Disconnects from cloud #99

Closed
jwulf opened this issue Oct 28, 2019 · 12 comments · Fixed by #188
Closed

Disconnects from cloud #99

jwulf opened this issue Oct 28, 2019 · 12 comments · Fixed by #188

Comments

@jwulf
Copy link
Member

jwulf commented Oct 28, 2019

Since cloud went to Zeebe 0.21.1, this happens every day:

{"context":"/server/endpoint/node_modules/@magikcraft/nestjs-zeebe/node_modules/zeebe-node/dist/zb/ZBWorker.js:122","id":"retrieve-spells_103","level":50,"message":"Stalled on gRPC error","pollMode":"Long Poll","taskType":"retrieve-spells","time":"2019 Oct-28 01:48:50AM","timestamp":"2019-10-28T01:48:50.672Z"}
{"context":"/server/endpoint/node_modules/@magikcraft/nestjs-zeebe/node_modules/zeebe-node/dist/lib/GRPCClient.js:71","id":"gRPC Channel","level":50,"message":"GRPC ERROR: 1 CANCELLED: Received http2 header with status: 502","pollMode":"Long Poll","taskType":"gRPC Channel","time":"2019 Oct-28 01:48:50AM","timestamp":"2019-10-28T01:48:50.672Z"}
{"context":"/server/endpoint/node_modules/@magikcraft/nestjs-zeebe/node_modules/zeebe-node/dist/lib/GRPCClient.js:242","id":"gRPC Channel","level":50,"message":"GRPC Channel State: READY","pollMode":"Long Poll","taskType":"gRPC Channel","time":"2019 Oct-28 01:48:50AM","timestamp":"2019-10-28T01:48:50.673Z"}
{"context":"/server/endpoint/node_modules/@magikcraft/nestjs-zeebe/node_modules/zeebe-node/dist/lib/GRPCClient.js:77","id":"gRPC Channel","level":30,"message":"gRPC Channel reconnected","pollMode":"Long Poll","taskType":"gRPC Channel","time":"2019 Oct-28 01:48:50AM","timestamp":"2019-10-28T01:48:50.673Z"}
{"context":"/server/endpoint/node_modules/@magikcraft/nestjs-zeebe/node_modules/zeebe-node/dist/lib/GRPCClient.js:258","id":"gRPC Channel","level":30,"message":"gRPC Channel State: READY","pollMode":"Long Poll","taskType":"gRPC Channel","time":"2019 Oct-28 01:48:50AM","timestamp":"2019-10-28T01:48:50.855Z"}
{"context":"/server/endpoint/node_modules/@magikcraft/nestjs-zeebe/node_modules/zeebe-node/dist/lib/GRPCClient.js:259","id":"gRPC Channel","level":30,"message":"gRPC Retry count: 2","pollMode":"Long Poll","taskType":"gRPC Channel","time":"2019 Oct-28 01:48:50AM","timestamp":"2019-10-28T01:48:50.855Z"}
{"context":"/server/endpoint/node_modules/@magikcraft/nestjs-zeebe/node_modules/zeebe-node/dist/lib/GRPCClient.js:262","id":"gRPC Channel","level":30,"message":"gRPC reconnected","pollMode":"Long Poll","taskType":"gRPC Channel","time":"2019 Oct-28 01:48:50AM","timestamp":"2019-10-28T01:48:50.855Z"}
{"context":"/server/endpoint/node_modules/@magikcraft/nestjs-zeebe/node_modules/zeebe-node/dist/lib/GRPCClient.js:77","id":"gRPC Channel","level":30,"message":"gRPC Channel reconnected","pollMode":"Long Poll","taskType":"gRPC Channel","time":"2019 Oct-28 01:48:50AM","timestamp":"2019-10-28T01:48:50.856Z"}

The client reports it is connected, but does not retrieve any jobs.

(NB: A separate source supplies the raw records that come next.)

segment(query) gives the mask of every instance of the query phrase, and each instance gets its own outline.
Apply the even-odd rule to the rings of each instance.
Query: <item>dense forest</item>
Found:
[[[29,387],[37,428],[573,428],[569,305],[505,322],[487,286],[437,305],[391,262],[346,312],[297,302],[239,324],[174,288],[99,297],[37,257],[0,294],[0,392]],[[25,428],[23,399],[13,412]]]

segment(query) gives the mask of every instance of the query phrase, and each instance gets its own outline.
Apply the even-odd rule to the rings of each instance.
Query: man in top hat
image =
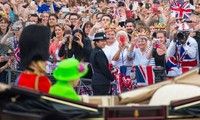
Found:
[[[177,39],[167,49],[169,76],[180,75],[198,65],[198,44],[189,36],[191,31],[186,23],[180,24]]]
[[[110,82],[114,80],[108,68],[108,59],[102,50],[106,45],[106,39],[104,32],[96,33],[93,39],[95,48],[90,55],[90,62],[94,70],[92,77],[94,95],[109,95]]]

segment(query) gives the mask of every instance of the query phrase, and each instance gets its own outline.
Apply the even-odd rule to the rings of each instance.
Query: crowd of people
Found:
[[[178,7],[179,4],[189,5],[191,13],[184,13],[189,17],[181,16],[183,12],[176,16],[179,11],[172,8],[173,2]],[[31,24],[50,28],[48,74],[52,74],[59,61],[76,58],[89,68],[84,77],[92,78],[93,85],[104,90],[108,90],[106,86],[114,80],[110,73],[106,73],[107,64],[161,66],[170,76],[180,75],[199,64],[200,1],[179,2],[2,0],[0,81],[5,82],[7,68],[23,70],[19,38],[24,27]],[[99,33],[102,33],[100,38]],[[105,81],[100,79],[98,72],[104,75],[102,79]]]

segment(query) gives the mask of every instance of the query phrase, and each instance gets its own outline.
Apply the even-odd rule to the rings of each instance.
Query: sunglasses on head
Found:
[[[97,2],[91,2],[90,5],[97,5]]]
[[[115,1],[109,1],[109,3],[116,3]]]

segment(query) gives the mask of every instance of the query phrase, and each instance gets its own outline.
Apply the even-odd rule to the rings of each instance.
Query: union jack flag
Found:
[[[14,41],[14,53],[15,53],[15,66],[16,68],[19,67],[19,63],[20,63],[20,49],[19,49],[19,42],[18,41]]]
[[[190,7],[189,2],[177,3],[172,1],[170,8],[175,13],[174,17],[176,18],[183,18],[183,19],[189,18],[192,13],[192,9]]]
[[[147,86],[155,83],[153,66],[135,66],[138,87]]]
[[[186,43],[188,46],[190,42]],[[177,76],[197,66],[197,59],[192,59],[183,46],[176,42],[176,52],[167,61],[168,76]]]

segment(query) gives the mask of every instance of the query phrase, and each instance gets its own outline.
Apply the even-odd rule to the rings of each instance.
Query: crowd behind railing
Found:
[[[52,80],[58,61],[72,57],[88,65],[86,78],[92,78],[92,40],[99,31],[108,38],[103,51],[118,71],[121,66],[150,65],[177,76],[199,63],[199,15],[199,0],[0,1],[0,81],[11,83],[23,70],[19,38],[31,24],[51,30],[46,69]]]

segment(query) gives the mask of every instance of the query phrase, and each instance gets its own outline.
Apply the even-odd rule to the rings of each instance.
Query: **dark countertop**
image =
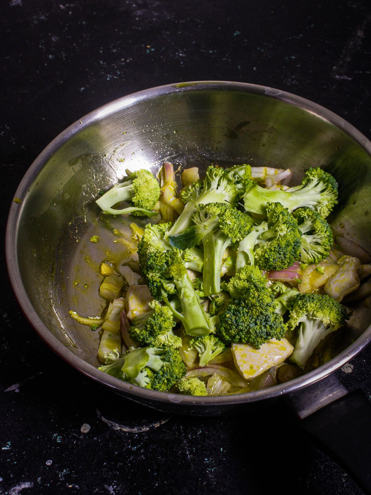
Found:
[[[366,1],[4,0],[0,19],[3,228],[21,179],[50,141],[91,110],[146,88],[205,79],[272,86],[371,137]],[[3,261],[2,273],[1,495],[242,495],[278,486],[364,493],[301,432],[283,400],[259,414],[170,417],[88,380],[39,339]],[[370,397],[371,362],[369,346],[337,376]]]

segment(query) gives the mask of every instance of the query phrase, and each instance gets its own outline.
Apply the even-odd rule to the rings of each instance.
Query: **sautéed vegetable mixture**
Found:
[[[143,283],[125,287],[103,262],[104,316],[70,311],[101,328],[102,372],[192,396],[257,390],[331,358],[350,314],[342,301],[370,305],[371,258],[334,242],[337,183],[322,169],[289,185],[289,170],[211,165],[200,178],[192,167],[181,191],[169,163],[158,178],[127,173],[96,202],[103,215],[148,217],[130,226]]]

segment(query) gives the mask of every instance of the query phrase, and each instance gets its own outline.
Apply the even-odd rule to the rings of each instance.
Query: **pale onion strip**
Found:
[[[128,319],[128,317],[126,315],[126,312],[125,309],[123,309],[121,311],[121,316],[120,319],[120,328],[121,330],[121,335],[122,336],[122,340],[124,341],[125,345],[127,346],[127,349],[129,347],[138,347],[139,344],[130,337],[129,335],[129,329],[130,328],[130,323],[129,323],[129,320]]]
[[[250,387],[248,382],[243,380],[239,375],[237,375],[232,370],[226,368],[225,366],[215,365],[204,366],[203,368],[193,368],[193,369],[188,370],[187,371],[186,378],[191,378],[193,376],[209,376],[213,375],[215,373],[218,373],[222,378],[224,378],[234,387],[240,387],[246,389]]]
[[[347,239],[342,236],[336,237],[336,242],[344,252],[350,256],[358,258],[363,264],[371,262],[371,254],[363,248],[361,248],[359,244],[350,239]]]
[[[371,282],[367,282],[363,284],[359,289],[357,289],[354,292],[347,296],[344,298],[343,302],[346,304],[348,302],[355,302],[356,301],[360,301],[365,297],[371,296]]]

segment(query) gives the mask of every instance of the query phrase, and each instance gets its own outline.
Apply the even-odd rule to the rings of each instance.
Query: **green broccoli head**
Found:
[[[146,278],[149,291],[156,299],[162,300],[162,291],[167,294],[176,293],[174,283],[164,273],[167,267],[167,250],[171,246],[165,238],[170,223],[146,225],[144,232],[138,244],[139,266]]]
[[[196,205],[221,202],[234,206],[239,199],[236,185],[228,178],[226,170],[214,165],[208,167],[203,181],[187,186],[181,196],[186,206],[170,230],[170,236],[182,234],[190,227]]]
[[[243,196],[246,188],[251,187],[253,183],[251,179],[251,167],[249,165],[234,165],[226,169],[225,174],[228,180],[234,184],[239,199]]]
[[[328,256],[332,245],[332,231],[320,213],[310,208],[298,208],[293,214],[303,236],[300,259],[303,263],[319,263]]]
[[[124,380],[124,377],[122,368],[125,360],[125,356],[120,357],[118,349],[115,349],[113,352],[106,354],[105,357],[105,364],[102,366],[99,366],[98,369],[111,376]]]
[[[265,289],[267,282],[267,277],[257,266],[247,265],[230,279],[227,290],[233,299],[238,299],[246,296],[252,289]]]
[[[181,192],[181,198],[184,204],[195,200],[201,194],[203,186],[203,181],[199,179],[184,187]]]
[[[271,291],[255,287],[229,304],[217,325],[217,332],[225,342],[248,343],[257,348],[270,339],[280,340],[286,330],[282,317],[276,312]]]
[[[298,333],[290,359],[304,369],[320,341],[343,326],[346,317],[344,306],[327,295],[298,294],[287,322]]]
[[[159,243],[157,239],[153,242],[152,236],[147,242],[147,230],[146,228],[138,246],[138,254],[140,268],[151,294],[155,299],[165,301],[189,335],[210,333],[212,327],[209,315],[201,307],[181,252],[171,247],[167,250],[164,250],[162,243]],[[169,294],[178,295],[182,306],[181,313],[170,303],[168,299]]]
[[[114,186],[96,200],[104,213],[112,215],[128,214],[152,216],[151,210],[160,197],[160,186],[148,170],[141,169],[130,174],[123,182]],[[122,201],[131,202],[133,206],[123,209],[112,207]]]
[[[212,334],[191,339],[189,346],[198,352],[200,366],[206,366],[226,349],[225,345]]]
[[[231,302],[231,298],[227,292],[220,292],[212,296],[210,298],[210,314],[213,316],[224,311]]]
[[[186,369],[178,349],[164,348],[163,365],[152,377],[150,384],[155,390],[166,392],[184,376]]]
[[[294,299],[299,294],[299,291],[293,287],[286,287],[284,284],[282,285],[285,288],[285,290],[276,298],[275,303],[276,305],[276,310],[278,314],[283,316],[287,311],[291,309]]]
[[[171,310],[155,299],[149,306],[151,310],[136,316],[132,322],[129,331],[131,338],[136,342],[154,347],[181,347],[182,339],[173,332],[175,322]]]
[[[186,373],[179,351],[173,347],[132,347],[123,358],[122,379],[145,388],[166,392]]]
[[[246,188],[243,199],[245,209],[252,213],[263,214],[267,202],[278,201],[290,212],[307,207],[325,218],[337,204],[337,183],[322,169],[311,167],[305,171],[300,186],[273,191],[254,184]]]
[[[181,393],[187,396],[207,396],[206,386],[197,377],[182,378],[177,384]]]
[[[301,232],[297,221],[280,203],[267,203],[267,220],[253,227],[239,243],[238,272],[248,263],[262,270],[284,270],[300,257]]]

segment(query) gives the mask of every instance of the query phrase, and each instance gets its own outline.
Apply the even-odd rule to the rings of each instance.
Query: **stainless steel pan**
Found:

Could this be due to pod rescheduling?

@jwulf
Copy link
Member Author

jwulf commented Oct 29, 2019

Running the 0.21.3 branch with the heartbeat code.

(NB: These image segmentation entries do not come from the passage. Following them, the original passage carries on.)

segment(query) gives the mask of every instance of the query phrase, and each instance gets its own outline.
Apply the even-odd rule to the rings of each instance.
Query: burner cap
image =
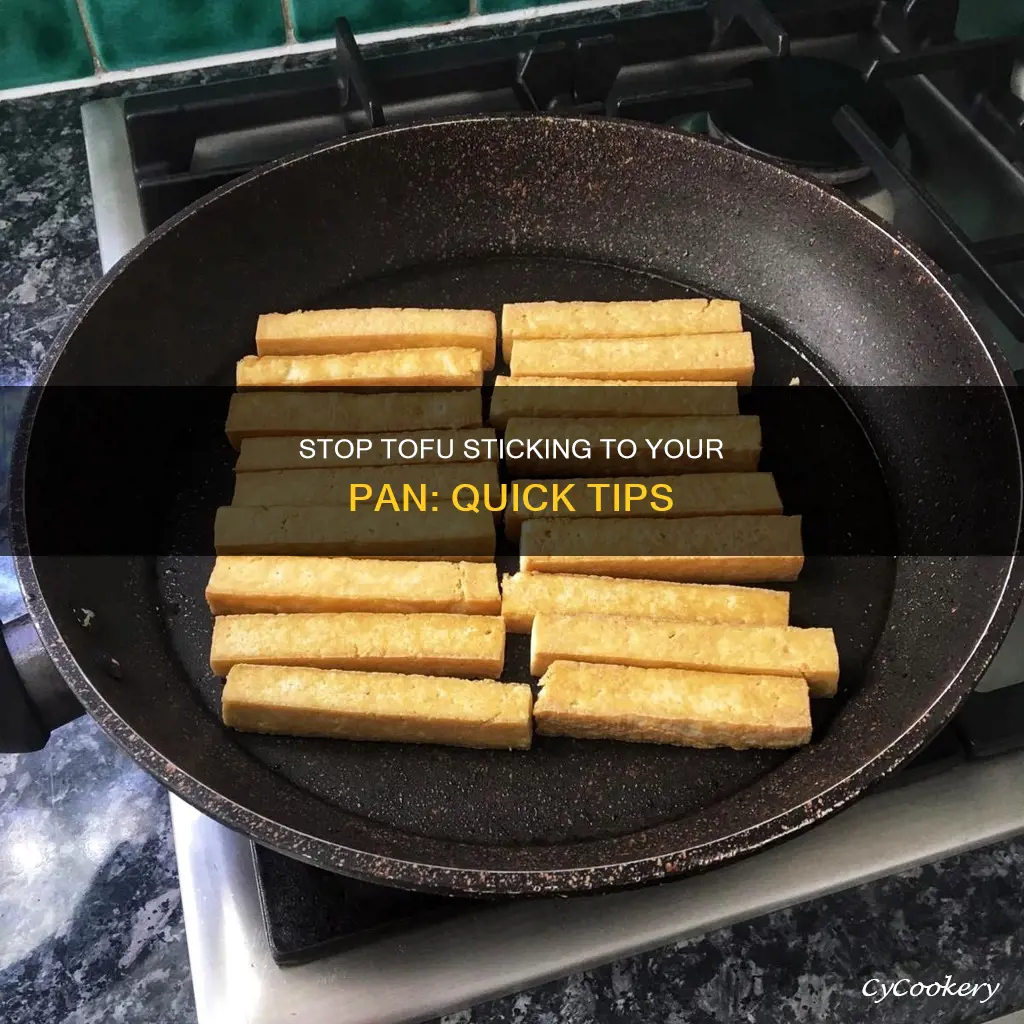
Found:
[[[841,106],[853,106],[887,145],[903,131],[896,97],[848,65],[790,56],[740,65],[729,77],[749,79],[753,88],[710,112],[712,132],[823,177],[850,180],[866,173],[833,125]]]

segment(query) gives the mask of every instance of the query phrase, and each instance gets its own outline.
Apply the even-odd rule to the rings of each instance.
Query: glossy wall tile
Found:
[[[435,25],[465,17],[469,0],[287,0],[299,42],[334,35],[344,15],[353,32],[380,32],[412,25]]]
[[[104,68],[139,68],[285,42],[279,0],[84,0]]]
[[[75,0],[0,2],[0,89],[93,72]]]

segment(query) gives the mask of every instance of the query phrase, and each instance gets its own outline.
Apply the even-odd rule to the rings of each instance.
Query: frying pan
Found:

Connected fine. Ran at DEBUG log level for several hours, then switched to INFO to surface errors.

Load on the broker is next to nothing. Workers polling at 30 second intervals. ~12 workers connected.

  • 09:49 UTC: The cluster rescheduled while I was watching the log stream. The client failed for a minute or so with a 503 response from the nginx proxy:
[2019 Oct-29 09:49:22AM] ERROR:
    context: "/server/node_modules/@magikcraft/nestjs-zeebe/node_modules/zeebe-node/dist/lib/GRPCClient.js:71"
    id: "gRPC Channel"
    message: "GRPC ERROR: 1 CANCELLED: Received http2 header with status: 503"
    pollMode: "Long Poll"
    taskType: "gRPC Channel"
[2019 Oct-29 09:49:22AM] ERROR:
    context: "/server/node_modules/@magikcraft/nestjs-zeebe/node_modules/zeebe-node/dist/lib/GRPCClient.js:242"
    id: "gRPC Channel"
    message: "GRPC Channel State: READY"
    pollMode: "Long Poll"
    taskType: "gRPC Channel"

When the cluster reschedule finished, the client came back up, and serviced tasks.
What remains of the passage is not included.